This simple heuristic triggers around 1-2 times per hour per instance in average, but mostly solved the perceived issue in the meantime.

But in fact we indeed have more issues like that with other services for which we didn't find any easy solution yet. For instance sometimes PubSub clients of our low-traffic services simply stop receiving any messages at all for up to multiple minutes at a time - far more than the client-side timeout of 60s.

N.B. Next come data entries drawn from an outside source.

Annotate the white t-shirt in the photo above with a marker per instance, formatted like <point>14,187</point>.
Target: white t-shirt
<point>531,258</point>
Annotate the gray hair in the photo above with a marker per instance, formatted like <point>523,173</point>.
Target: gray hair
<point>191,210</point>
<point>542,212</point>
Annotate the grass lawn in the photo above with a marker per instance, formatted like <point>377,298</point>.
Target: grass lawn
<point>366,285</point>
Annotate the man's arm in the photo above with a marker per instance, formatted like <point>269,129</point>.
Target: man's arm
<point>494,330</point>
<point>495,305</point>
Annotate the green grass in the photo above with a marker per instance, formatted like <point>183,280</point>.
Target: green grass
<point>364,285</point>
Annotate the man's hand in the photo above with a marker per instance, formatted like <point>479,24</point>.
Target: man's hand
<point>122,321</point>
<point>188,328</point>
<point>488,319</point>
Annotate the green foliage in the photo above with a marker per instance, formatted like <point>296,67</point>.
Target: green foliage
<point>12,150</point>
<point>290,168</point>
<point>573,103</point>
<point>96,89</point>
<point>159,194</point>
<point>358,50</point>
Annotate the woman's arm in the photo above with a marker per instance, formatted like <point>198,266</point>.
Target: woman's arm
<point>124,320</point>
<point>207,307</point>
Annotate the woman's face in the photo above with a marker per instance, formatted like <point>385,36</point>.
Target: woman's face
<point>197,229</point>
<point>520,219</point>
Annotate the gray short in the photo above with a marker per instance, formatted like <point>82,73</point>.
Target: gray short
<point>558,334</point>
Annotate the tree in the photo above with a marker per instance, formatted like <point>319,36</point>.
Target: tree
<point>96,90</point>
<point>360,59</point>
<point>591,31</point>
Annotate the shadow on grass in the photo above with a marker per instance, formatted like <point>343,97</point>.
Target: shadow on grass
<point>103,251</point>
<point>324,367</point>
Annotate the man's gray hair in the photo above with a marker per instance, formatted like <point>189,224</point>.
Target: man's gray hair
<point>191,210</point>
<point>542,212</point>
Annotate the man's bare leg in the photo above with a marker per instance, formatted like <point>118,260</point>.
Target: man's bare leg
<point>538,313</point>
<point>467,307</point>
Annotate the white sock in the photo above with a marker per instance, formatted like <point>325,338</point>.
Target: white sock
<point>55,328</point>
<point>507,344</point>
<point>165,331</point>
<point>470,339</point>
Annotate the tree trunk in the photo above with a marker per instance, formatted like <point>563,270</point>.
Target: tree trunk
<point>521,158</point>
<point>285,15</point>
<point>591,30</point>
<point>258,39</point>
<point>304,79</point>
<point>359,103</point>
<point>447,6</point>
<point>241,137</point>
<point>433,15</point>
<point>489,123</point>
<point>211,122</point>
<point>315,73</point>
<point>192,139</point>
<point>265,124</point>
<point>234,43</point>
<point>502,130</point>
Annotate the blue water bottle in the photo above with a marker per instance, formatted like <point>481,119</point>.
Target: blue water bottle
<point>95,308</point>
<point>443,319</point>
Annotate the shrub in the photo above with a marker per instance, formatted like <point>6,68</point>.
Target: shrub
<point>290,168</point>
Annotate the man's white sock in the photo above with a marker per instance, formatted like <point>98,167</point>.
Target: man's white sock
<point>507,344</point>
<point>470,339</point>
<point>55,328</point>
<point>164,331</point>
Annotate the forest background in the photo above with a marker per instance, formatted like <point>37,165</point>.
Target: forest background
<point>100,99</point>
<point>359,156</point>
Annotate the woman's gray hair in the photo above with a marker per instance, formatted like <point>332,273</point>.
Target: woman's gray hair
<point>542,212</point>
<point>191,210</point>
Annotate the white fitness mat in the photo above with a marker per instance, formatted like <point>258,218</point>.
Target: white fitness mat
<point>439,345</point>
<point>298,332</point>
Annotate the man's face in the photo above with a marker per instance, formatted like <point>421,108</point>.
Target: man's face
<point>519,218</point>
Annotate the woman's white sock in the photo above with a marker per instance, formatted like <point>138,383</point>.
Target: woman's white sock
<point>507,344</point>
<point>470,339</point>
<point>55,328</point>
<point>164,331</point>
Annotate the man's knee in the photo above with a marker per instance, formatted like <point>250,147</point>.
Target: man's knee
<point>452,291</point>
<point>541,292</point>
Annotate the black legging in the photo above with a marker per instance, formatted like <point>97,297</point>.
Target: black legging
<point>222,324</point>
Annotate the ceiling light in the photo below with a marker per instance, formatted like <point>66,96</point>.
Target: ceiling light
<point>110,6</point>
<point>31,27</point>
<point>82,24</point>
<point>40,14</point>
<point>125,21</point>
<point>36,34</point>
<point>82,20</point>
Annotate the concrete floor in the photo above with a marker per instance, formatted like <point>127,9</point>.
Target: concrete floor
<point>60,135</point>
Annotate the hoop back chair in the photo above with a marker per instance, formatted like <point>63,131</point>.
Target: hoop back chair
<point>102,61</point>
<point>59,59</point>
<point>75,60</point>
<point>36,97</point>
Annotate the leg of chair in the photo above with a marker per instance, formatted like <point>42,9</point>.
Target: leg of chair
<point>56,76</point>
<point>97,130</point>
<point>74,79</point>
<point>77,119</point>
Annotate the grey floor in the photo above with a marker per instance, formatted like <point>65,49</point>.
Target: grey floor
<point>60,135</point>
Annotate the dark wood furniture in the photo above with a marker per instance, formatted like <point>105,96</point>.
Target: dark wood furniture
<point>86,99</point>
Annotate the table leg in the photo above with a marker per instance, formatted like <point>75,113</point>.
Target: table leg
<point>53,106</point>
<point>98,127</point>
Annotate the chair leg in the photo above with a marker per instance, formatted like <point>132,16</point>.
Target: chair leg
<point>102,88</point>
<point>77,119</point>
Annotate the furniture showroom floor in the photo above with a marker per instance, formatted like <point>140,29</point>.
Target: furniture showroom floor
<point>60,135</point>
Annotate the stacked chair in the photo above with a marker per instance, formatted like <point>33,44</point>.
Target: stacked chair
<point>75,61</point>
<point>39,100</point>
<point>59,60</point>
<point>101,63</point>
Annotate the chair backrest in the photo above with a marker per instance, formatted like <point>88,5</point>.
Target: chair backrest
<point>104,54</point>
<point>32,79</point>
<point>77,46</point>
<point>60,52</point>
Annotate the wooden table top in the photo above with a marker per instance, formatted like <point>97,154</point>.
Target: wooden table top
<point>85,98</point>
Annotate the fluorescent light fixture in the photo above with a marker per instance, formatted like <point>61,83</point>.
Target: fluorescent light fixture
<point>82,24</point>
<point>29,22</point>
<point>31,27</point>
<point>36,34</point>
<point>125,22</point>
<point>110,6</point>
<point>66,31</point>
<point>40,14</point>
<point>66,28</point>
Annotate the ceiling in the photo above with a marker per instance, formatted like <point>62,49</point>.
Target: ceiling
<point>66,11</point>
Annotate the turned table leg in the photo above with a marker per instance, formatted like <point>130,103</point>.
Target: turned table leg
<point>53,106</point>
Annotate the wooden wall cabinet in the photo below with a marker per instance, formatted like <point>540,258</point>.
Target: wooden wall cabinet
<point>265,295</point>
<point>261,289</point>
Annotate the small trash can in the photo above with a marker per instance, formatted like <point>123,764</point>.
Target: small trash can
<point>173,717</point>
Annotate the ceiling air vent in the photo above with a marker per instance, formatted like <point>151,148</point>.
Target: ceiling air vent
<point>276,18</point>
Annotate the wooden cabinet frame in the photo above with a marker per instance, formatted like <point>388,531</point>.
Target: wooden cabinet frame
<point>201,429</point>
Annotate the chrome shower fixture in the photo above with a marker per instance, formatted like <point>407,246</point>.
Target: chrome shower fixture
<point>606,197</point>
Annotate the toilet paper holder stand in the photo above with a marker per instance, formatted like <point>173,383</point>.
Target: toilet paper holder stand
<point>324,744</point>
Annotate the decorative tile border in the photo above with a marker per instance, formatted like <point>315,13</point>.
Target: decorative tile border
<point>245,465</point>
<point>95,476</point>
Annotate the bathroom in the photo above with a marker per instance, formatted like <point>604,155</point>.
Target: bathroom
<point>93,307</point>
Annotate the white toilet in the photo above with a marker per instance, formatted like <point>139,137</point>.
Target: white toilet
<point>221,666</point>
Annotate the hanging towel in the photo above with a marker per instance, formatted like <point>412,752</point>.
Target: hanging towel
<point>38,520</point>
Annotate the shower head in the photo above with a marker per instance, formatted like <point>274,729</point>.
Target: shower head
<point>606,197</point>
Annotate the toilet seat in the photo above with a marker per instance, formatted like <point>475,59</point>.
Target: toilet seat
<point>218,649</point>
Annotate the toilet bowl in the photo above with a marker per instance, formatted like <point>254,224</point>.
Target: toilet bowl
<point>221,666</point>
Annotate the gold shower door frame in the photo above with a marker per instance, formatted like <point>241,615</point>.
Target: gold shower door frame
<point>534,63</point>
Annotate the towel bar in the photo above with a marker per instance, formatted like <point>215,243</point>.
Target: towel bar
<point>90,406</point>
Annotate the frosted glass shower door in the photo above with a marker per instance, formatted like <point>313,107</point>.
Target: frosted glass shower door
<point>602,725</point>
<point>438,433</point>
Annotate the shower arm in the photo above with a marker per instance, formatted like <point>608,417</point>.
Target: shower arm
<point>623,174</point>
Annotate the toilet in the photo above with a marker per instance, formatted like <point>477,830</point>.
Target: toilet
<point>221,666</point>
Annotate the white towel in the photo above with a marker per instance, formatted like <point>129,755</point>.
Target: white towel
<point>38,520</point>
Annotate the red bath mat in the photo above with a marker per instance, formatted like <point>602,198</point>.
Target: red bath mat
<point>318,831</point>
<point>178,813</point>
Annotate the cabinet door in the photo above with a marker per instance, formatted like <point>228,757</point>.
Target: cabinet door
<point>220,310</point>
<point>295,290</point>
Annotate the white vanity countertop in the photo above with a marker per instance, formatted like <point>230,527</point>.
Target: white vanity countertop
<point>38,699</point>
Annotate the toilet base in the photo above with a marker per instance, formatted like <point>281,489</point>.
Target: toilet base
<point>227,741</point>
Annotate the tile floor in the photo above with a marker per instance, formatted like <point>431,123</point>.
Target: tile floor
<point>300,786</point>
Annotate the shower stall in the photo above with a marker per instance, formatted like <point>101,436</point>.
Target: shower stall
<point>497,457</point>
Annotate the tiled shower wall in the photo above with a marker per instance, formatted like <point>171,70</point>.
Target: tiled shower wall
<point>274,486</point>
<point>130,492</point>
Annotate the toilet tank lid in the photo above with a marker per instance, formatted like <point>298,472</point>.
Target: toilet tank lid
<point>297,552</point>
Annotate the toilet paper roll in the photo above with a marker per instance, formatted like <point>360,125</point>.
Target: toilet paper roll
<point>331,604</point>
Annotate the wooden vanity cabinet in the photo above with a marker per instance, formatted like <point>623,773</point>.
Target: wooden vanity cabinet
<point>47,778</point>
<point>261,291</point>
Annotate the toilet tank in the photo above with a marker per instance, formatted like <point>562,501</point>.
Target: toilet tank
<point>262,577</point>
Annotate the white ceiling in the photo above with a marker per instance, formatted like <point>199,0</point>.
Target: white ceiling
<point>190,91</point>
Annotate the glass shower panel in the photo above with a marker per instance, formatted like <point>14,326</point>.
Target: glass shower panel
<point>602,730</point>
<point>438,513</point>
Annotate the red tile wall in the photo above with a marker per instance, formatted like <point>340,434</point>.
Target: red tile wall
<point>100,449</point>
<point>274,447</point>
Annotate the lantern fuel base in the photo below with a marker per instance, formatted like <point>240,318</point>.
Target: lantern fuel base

(That's probably not related and I hope I'm not mistaken, but... Every single day at some time each database in our Spanner instances increase their respective CPU usage. Which is kinda understandable, since they're probably running some kind of DB compaction etc. But what's interesting is that each single day at some consistently random _other_ time Spanner just "decides" to have a 3-10x (not a typo) increase in latency for a few minutes without any increase in OPS or CPU usage. Strange stuff. 😄)

lhecker on 15 Oct 2018

At a high level, I feel like these issues are best discussed with the product teams via their support channels. Latency is pretty hard to debug, and I don't think that the problems are specific to GoLang. I think that we should have some good documentation about who to talk to about performance issues in a centralized place. I do think that we ought to close this issue, since there isn't anything actionable from the client team.

@jadekler, we did some research on the Cloud Bigtable side. There's an interesting client-side issue with a subtle interaction between connection pooling, low QPS clients, connection refreshes and retries-with-exponential-backoff. That issue ought to be discussed off line, and in the context of performance testing and fixes.

sduskis on 6 Dec 2018

I suspect this issue is another manifestation of https://github.com/golang/go/issues/27208, which we discovered in https://github.com/googleapis/google-cloud-go/issues/1211. In short, it's an http/2 bug, which has since been fixed and will arrive in Go 1.11.3.

I'm going to close this. If the problem appears again with Go 1.11.3, feel free to re-open.